Une étude récente suggère qu’un simple complément alimentaire à base d’oméga-3, ces acides gras que l’on trouve notamment dans l’huile de poisson, pourrait contribuer à réduire l’agressivité chez certaines personnes. La méta-analyse, menée par l’Université de Pennsylvanie et publiée en 2024 dans la revue scientifique Aggression and Violent Behavior, indique une baisse pouvant aller jusqu’à 28 % des comportements agressifs à court terme chez les personnes supplémentées.
Les chercheurs ont examiné 29 essais contrôlés, impliquant 3 918 participants. Ces participants ont été suivis en moyenne pendant 16 semaines. Bien que l’effet global reste modeste, il apparaît régulièrement, aussi bien chez les enfants que chez les adultes. Selon le neurocriminologue Adrian Raine, à l’origine de cette étude, « les oméga-3 ne sont pas une solution miracle pour éradiquer la violence », mais il ajoute que « ces résultats laissent penser qu’ils peuvent aider ». Il insiste sur le fait qu’il est important de commencer à agir en s’appuyant sur ces nouvelles connaissances.
Ce que montre réellement l’étude sur l’oméga-3 et l’agressivité
La méta-analyse s’appuie sur des essais réalisés entre 1996 et 2024, où les participants ont reçu soit des capsules d’huile de poisson, soit un placebo. Ces études concernent un large public, allant de jeunes de moins de 16 ans à des adultes de 50 à 60 ans. L’agressivité était évaluée à l’aide de questionnaires standardisés ou d’observations cliniques. Dans l’ensemble, les scores d’agressivité étaient légèrement plus faibles chez les personnes prenant des oméga-3. L’effet concernait aussi bien l’agressivité réactive, impulsive et en réponse à une provocation, que l’agressivité proactive, plus planifiée.
Adrian Raine souligne que « le moment est venu de mettre en place une supplémentation en oméga-3 pour réduire l’agressivité, que ce soit en communauté, en clinique ou dans le système de justice ». Toutefois, il rappelle que ces essais sont de courte durée et que des études plus longues, sur des populations plus diversifiées, sont nécessaires pour confirmer ces résultats dans la vie quotidienne.
Interpréter le chiffre de 28 % sans exagération
Le « jusqu’à 28 % » mentionné dans la méta-analyse correspond à la réduction la plus importante observée sur certains scores d’agressivité à court terme, en comparant les groupes supplémentés à ceux recevant un placebo. Il ne s’agit pas d’une baisse du nombre de violences dans la société, mais d’une différence moyenne sur des échelles psychologiques, souvent remplies par les patients, leurs familles ou leurs soignants. L’effet global reste modeste : il ne transforme pas une personne colérique en personne calme et posée.

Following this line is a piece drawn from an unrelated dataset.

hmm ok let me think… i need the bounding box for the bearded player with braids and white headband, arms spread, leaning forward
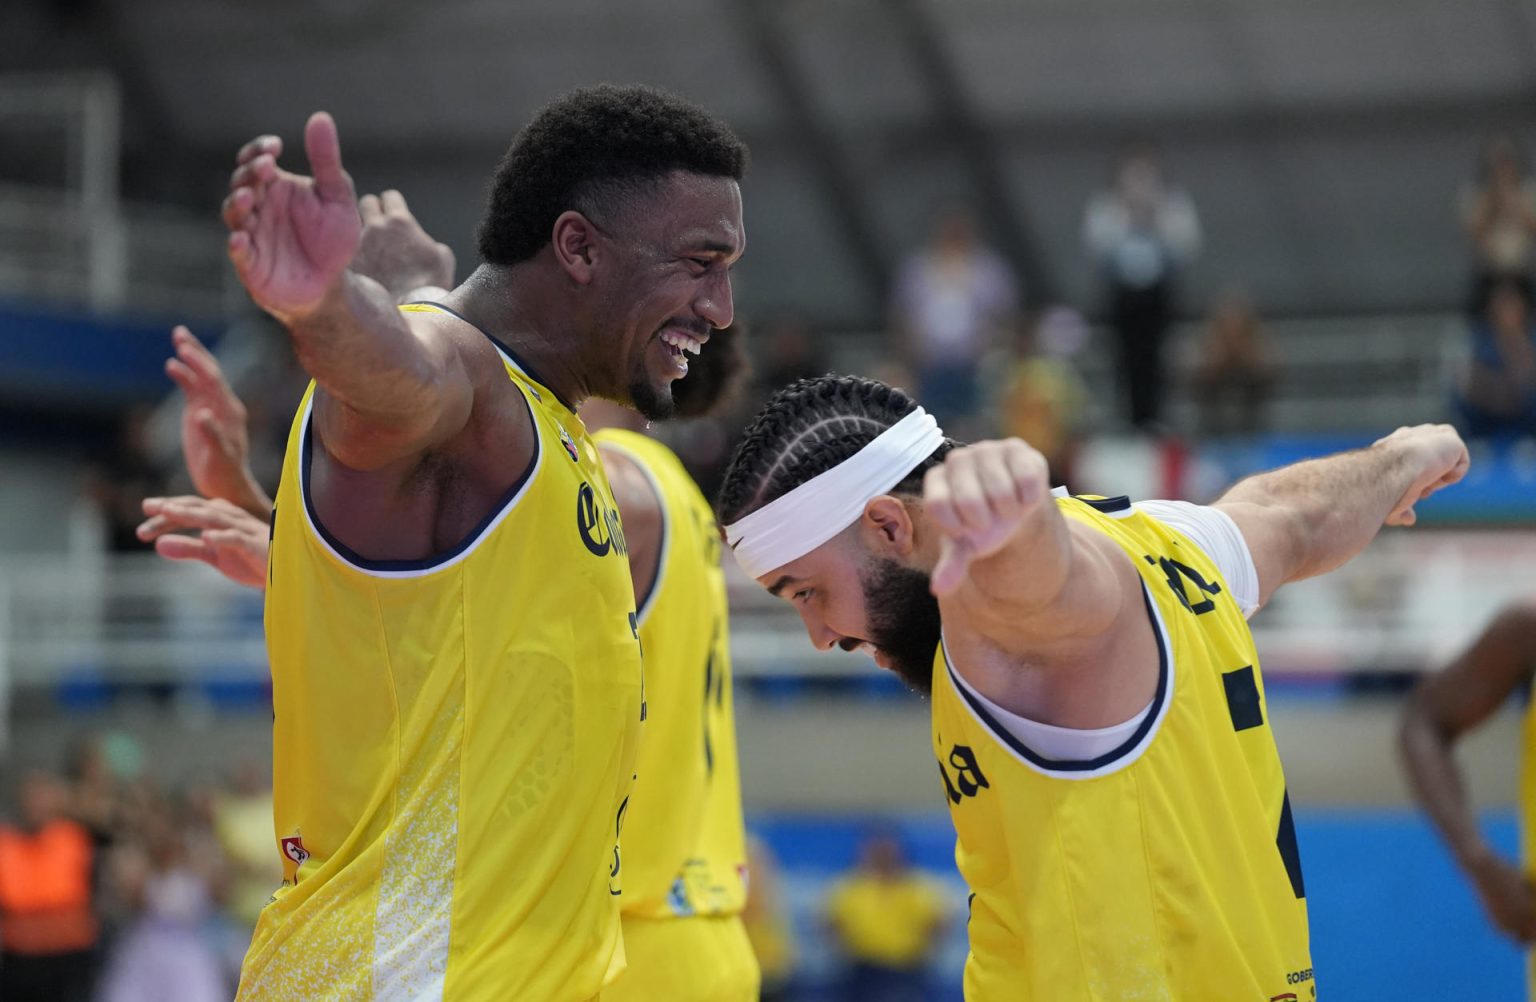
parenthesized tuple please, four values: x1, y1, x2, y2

De plus, tout le monde ne réagit pas de la même façon. Certaines personnes semblent peu ou pas bénéficier de la supplémentation. La majorité des données porte sur des périodes d’environ quatre mois, laissant en suspens la question de l’impact à long terme ou des effets possibles après l’arrêt des compléments.
Oméga-3 au quotidien : alimentation, compléments et précautions
Les chercheurs pensent que les oméga-3 peuvent agir en réduisant l’inflammation dans le cerveau et en favorisant le bon fonctionnement des membranes des neurones. Cela pourrait influencer certains neurotransmetteurs liés à l’humeur et à l’impulsivité. Selon Adrian Raine, « au minimum, les parents qui cherchent un traitement pour un enfant agressif devraient envisager d’ajouter une ou deux portions de poisson par semaine ». Il précise que ces compléments doivent rester un « adjuvant », en complément d’un suivi médical, psychologique ou éducatif.
Pour augmenter ses apports en oméga-3, les autorités de santé recommandent principalement les aliments suivants :
- poissons gras (sardines, maquereau, hareng, saumon) ;
- noix et graines de lin ;
- huiles de colza ou de noix.
Les compléments en gélules peuvent être envisagés, mais doivent faire l’objet d’une discussion avec un médecin. Le Bureau des compléments alimentaires des National Institutes of Health met en garde contre certains risques pour les personnes sous anticoagulants ou souffrant de troubles de la coagulation. L’Agence nationale de sécurité du médicament signale aussi qu’à doses élevées, ces compléments pourraient augmenter le risque de fibrillation auriculaire chez certains patients cardiaques. Chez l’enfant, toute supplémentation doit être adaptée par un pédiatre. Les oméga-3 restent une option complémentaire, mais ne doivent jamais se substituer à un traitement global contre l’agressivité.